I just replaced the complete wiring harnesses in my 1966 GTO
IM interested in making sure all grounds are in place. Looking for all ground locations 
Thanks


----------



## cij911 (Oct 25, 2017)

I can tell you where they are on my 65 and I am guessing they are the same on 66....

Battery ground to front post on engine (drivers side); Passenger side from of engine bay (frame to body); Rear of engine to firewall; Behind the dash connected to the steering support....

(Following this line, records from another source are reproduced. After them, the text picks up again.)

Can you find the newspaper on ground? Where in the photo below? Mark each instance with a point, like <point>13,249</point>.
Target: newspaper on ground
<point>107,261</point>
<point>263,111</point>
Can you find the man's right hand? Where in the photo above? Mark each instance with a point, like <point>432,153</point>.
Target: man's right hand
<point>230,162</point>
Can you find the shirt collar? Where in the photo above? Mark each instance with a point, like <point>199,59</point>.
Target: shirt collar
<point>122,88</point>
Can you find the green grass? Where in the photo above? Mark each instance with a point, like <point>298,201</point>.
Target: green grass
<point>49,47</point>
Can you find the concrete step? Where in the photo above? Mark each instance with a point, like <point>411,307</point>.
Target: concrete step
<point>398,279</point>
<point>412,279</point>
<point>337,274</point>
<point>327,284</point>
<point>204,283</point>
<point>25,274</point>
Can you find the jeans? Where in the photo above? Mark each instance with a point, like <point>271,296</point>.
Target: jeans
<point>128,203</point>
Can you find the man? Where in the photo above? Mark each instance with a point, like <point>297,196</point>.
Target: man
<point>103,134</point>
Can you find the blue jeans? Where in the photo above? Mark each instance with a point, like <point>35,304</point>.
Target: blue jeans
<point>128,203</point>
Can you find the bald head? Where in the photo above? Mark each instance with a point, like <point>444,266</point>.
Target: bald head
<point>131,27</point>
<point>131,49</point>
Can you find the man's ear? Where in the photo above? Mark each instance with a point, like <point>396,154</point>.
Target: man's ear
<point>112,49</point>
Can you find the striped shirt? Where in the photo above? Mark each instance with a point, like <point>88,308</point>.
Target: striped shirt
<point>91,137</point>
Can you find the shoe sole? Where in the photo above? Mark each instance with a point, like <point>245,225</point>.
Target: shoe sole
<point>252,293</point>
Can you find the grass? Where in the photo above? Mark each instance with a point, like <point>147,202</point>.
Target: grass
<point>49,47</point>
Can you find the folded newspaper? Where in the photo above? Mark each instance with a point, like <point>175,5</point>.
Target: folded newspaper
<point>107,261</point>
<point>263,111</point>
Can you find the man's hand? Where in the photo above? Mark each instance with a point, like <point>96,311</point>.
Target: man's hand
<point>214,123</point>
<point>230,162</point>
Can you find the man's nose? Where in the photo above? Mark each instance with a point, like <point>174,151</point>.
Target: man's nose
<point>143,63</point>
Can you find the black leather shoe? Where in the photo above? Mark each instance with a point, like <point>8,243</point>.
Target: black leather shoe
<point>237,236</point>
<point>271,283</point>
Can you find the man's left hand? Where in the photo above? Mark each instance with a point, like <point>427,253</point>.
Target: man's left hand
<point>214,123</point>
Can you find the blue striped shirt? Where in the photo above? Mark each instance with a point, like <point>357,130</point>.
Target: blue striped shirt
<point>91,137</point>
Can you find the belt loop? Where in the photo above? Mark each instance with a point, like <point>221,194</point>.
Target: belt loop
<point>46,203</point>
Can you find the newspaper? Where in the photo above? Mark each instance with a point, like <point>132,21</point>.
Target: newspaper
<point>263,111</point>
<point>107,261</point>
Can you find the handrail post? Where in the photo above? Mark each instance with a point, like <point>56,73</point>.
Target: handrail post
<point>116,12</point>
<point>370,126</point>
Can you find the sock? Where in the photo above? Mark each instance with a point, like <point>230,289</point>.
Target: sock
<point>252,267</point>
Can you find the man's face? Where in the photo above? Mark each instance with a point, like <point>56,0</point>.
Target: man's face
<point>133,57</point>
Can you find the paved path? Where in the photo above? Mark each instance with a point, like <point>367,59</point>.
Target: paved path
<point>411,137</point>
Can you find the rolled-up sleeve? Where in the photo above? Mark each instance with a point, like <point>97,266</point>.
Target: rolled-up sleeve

I added several other lines to improve my grounding and electrical setup - one of the most important was running a 14 gauge line from the battery into the cabin behind the dash and better grounding the electrical components.


----------



## Walkup1 (Aug 22, 2018)

Don't forget the grounds on your dash. Just found out that the grounding plates on my 67 were missing. Should be 3 ground plates or brackets. One for your light switch and wiper switch, one for your ignition switch and lighter and the third is the main ground bracket for your instrument cluster. If anyone has a set of these 3 that they want to sell, please let me know


----------



## PontiacJim (Dec 29, 2012)

Walkup1 said:


> Don't forget the grounds on your dash. Just found out that the grounding plates on my 67 were missing. Should be 3 ground plates or brackets. One for your light switch and wiper switch, one for your ignition switch and lighter and the third is the main ground bracket for your instrument cluster. If anyone has a set of these 3 that they want to sell, please let me know


There is a "1967 GTO LEMANS DASH IGNITION LIGHTER WIPER HEADLIGHT GROUND PLATES STRAPS" on Ebay for sale: https://www.ebay.com/itm/1967-GTO-L...292296156153?_trksid=p2385738.m4383.l4275.c10


----------



## Walkup1 (Aug 22, 2018)

Thanks Jim, I ordered them!


----------